Adamant: Hardest metal
Monday, March 31, 2003

Venezuela faces dollar dilemma

Posted on Mon, Mar. 31, 2003
INTERNATIONAL BY MARIKA LYNCH mlynch@herald.com

CARACAS - Jose Luis Rosal fell off a pick-up truck and needed 15 stitches in the crown of his head. But the hospital in his hometown, about an hour outside the capital, couldn't do an X-ray to see if he had a skull fracture because it didn't have the materials.

Three days later, 20-year-old Rosal waited seven hours outside a Caracas hospital for an X-ray.

Like many Venezuelan companies and institutions, the country's chronically strapped hospitals and their patients have been further pinched since the government stopped selling U.S. dollars needed to import supplies, medicine and other goods.

The government imposed the currency controls two months ago, after a national strike aimed at ousting President Hugo Chávez failed and all but shut down the oil industry -- the country's primary source of foreign exchange. With the bolívar, the nation's currency, plummeting and fears of capital flight increasing, the government imposed controls to keep dollars in the country.

But since Venezuela relies heavily on imports bought with U.S. currency, the dollar drought is creating ripples throughout the economy.

Pharmacists say they have a three-week stock of medicines and then ''the Venezuelan health system could collapse,'' said Edgar Salas Jimenez, president of the Venezuelan Pharmaceutical Association.

Manufacturers and distributors are running through inventories, and they warn that goods from toilet paper to electronics could become scarce. Meanwhile, farmers say their crops will be thinner this year without the proper imported fertilizers. Then they'll have to scrounge for packaging material to wrap what is produced.

Big business, shopkeepers, and even street vendors like Fortunata Humani, who sells bikinis and lace panties from a sidewalk stall, expect to feel the dollar crunch. Wholesalers already have warned Humani their imported inventory is sparse. Humani, 46, says she may have to start sewing her own clothes -- if she can find the material.

The Venezuelan economy, private analysts say, could shrink up to 30 percent this year, and currency controls will be a factor.

''They are destroying the entrepreneurial fervor of the Venezuelan people -- what little there is left,'' said economist Orlando Ochoa.

Venezuela's economic problems already are affecting Florida. Nearly $3 billion in Venezuela-bound exports -- from machinery to medicines -- passed through Florida's ports in 2001, according to Enterprise Florida, the state public/private economic development agency. Last year Florida's exports to Venezuela fell to $2.1 billion.

The currency controls also prohibit Venezuelans from using credit cards abroad, which could cut into their shopping in South Florida stores. Business travelers will be allowed to get dollars, but only $1,000 per trip. Trips are limited to three per year.

This week, the government said it started selling some of a $645 million monthly allotment of U.S. dollars to be used for purchasing goods such as food and medicine that are on a priority list.

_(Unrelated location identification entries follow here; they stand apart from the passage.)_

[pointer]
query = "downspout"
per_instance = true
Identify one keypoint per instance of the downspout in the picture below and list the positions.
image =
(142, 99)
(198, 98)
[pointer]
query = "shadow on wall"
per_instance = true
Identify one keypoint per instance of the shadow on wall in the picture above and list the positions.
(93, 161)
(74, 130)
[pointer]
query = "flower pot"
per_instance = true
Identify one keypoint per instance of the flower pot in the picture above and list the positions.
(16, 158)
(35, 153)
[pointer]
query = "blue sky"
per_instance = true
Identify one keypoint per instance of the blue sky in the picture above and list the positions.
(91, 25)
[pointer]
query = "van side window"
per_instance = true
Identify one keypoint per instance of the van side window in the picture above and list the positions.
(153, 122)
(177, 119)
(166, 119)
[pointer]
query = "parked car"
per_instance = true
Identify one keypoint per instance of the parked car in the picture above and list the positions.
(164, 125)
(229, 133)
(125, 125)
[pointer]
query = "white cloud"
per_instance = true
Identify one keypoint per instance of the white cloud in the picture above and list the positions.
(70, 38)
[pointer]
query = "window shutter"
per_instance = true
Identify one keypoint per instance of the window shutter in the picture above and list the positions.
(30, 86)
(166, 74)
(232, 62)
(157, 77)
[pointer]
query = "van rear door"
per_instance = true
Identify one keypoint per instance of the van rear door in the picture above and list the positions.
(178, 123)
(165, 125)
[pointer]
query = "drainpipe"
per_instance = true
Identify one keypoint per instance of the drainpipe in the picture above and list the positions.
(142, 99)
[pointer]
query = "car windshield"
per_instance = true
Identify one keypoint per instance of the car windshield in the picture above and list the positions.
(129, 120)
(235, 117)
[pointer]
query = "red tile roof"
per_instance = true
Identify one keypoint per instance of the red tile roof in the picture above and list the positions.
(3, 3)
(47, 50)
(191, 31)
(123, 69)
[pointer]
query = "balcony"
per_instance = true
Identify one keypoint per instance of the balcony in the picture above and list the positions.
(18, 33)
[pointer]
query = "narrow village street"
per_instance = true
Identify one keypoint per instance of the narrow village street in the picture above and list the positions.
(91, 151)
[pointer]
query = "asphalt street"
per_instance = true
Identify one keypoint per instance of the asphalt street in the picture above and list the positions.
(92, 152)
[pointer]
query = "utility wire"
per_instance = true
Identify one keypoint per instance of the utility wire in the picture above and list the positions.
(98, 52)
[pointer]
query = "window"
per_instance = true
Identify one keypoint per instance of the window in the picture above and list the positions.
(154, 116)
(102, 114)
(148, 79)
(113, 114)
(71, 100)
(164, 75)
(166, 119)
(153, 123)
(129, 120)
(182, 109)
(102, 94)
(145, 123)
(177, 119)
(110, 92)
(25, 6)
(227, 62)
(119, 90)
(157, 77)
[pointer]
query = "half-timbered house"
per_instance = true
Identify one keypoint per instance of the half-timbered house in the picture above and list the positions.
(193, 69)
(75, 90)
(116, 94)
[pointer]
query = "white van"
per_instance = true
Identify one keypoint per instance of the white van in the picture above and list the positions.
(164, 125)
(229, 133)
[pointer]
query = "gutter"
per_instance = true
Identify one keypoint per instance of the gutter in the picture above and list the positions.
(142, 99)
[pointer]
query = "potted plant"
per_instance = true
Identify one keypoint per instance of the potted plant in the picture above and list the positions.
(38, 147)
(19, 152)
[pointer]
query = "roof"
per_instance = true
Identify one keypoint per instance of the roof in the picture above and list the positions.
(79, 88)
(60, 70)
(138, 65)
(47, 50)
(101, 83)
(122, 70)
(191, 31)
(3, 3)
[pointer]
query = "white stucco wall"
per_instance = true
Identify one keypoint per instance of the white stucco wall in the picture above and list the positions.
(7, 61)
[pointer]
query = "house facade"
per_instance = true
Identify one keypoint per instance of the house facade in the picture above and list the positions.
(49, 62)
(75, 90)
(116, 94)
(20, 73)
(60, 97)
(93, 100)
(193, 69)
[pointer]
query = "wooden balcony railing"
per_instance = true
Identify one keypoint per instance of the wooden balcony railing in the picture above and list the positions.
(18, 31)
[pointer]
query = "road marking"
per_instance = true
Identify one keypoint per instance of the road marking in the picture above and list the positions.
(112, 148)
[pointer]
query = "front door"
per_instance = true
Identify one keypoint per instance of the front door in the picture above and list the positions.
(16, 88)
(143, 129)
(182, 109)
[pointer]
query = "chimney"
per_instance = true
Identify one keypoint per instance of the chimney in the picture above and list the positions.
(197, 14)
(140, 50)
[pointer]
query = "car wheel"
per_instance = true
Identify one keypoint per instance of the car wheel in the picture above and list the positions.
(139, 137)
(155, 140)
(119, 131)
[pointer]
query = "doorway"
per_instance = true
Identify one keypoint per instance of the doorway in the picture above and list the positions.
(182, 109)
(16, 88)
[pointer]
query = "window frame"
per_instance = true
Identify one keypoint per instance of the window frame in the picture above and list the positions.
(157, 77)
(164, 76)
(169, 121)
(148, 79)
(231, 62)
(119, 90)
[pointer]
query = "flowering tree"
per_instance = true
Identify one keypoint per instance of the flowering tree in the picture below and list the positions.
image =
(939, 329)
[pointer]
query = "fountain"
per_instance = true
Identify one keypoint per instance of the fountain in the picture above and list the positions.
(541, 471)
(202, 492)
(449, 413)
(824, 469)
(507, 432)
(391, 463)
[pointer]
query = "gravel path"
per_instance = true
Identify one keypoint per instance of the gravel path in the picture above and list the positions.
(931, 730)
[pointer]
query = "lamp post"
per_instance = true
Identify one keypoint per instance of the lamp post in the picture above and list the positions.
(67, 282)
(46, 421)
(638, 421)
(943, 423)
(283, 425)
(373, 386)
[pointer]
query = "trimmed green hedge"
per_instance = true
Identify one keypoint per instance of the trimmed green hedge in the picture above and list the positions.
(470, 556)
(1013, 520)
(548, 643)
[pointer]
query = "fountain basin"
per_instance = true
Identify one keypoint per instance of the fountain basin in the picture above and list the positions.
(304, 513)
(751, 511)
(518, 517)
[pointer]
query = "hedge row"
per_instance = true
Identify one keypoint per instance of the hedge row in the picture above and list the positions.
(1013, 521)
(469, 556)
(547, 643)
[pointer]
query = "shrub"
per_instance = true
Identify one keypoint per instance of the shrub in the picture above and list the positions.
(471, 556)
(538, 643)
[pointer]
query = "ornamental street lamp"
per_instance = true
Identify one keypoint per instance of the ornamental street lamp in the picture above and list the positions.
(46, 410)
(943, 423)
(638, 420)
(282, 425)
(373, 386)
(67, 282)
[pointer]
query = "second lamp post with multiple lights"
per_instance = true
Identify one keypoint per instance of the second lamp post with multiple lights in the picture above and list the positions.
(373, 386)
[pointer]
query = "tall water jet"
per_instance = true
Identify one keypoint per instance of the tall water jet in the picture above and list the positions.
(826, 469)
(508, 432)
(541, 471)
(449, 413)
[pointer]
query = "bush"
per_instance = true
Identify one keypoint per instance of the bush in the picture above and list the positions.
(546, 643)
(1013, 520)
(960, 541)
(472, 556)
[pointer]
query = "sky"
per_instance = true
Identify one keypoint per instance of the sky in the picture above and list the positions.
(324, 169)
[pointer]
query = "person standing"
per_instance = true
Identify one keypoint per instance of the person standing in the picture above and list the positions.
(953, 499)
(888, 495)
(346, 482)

A newly-created government agency will decide who gets the greenbacks, and only a fraction will actually be given to private importers, said Jose Piñeda, head economist for the Venezuelan American Chamber of Commerce and Industry. The government will use some, he said, to import food and distribute it to the poor at markets.

Venezuela has imposed currency controls twice in the past two decades, and both periods ended with high inflation, Piñeda said. This time, though, the economy has already been weakened by the two-month strike, and the impact of currency controls could be worse.

Business leaders want a parallel dollar market, where they can buy currency at a higher rate than the established 1,600 bolívares to the dollar. So far the government has shunned the idea. Some businesses are already turning to the black market, where the rate is $1 to 2,800 bolívares.

There are also fears in business circles that the government currency agency will use its power to punish people who supported the national strike and oppose President Chávez.

Such concern isn't unwarranted. Chávez has said that ''not one dollar'' will go to the ''coup-plotters,'' his name for those who tried to force him out through the strike, which ended in February.

First elected in 1998, Chávez was briefly ousted by a coup last April. A coalition of union, oil and business leaders tried again via the strike route but failed to topple him or force new elections.

Meanwhile, Venezuela's newspaper owners fear that newsprint will not get on the import list, for political reasons. Their newspapers have been highly critical of Chávez. Newsprint first appeared on the list for a day, then was quickly removed. But officials have since said it will be restored.

On average, local newspapers have enough newsprint in stock to keep printing through April and into May.

But if newsprint doesn't appear on the priority import list, ''we're going to be the first country in the world without a newspaper,'' said Miguel Henrique Otero, publisher of the daily El Nacional.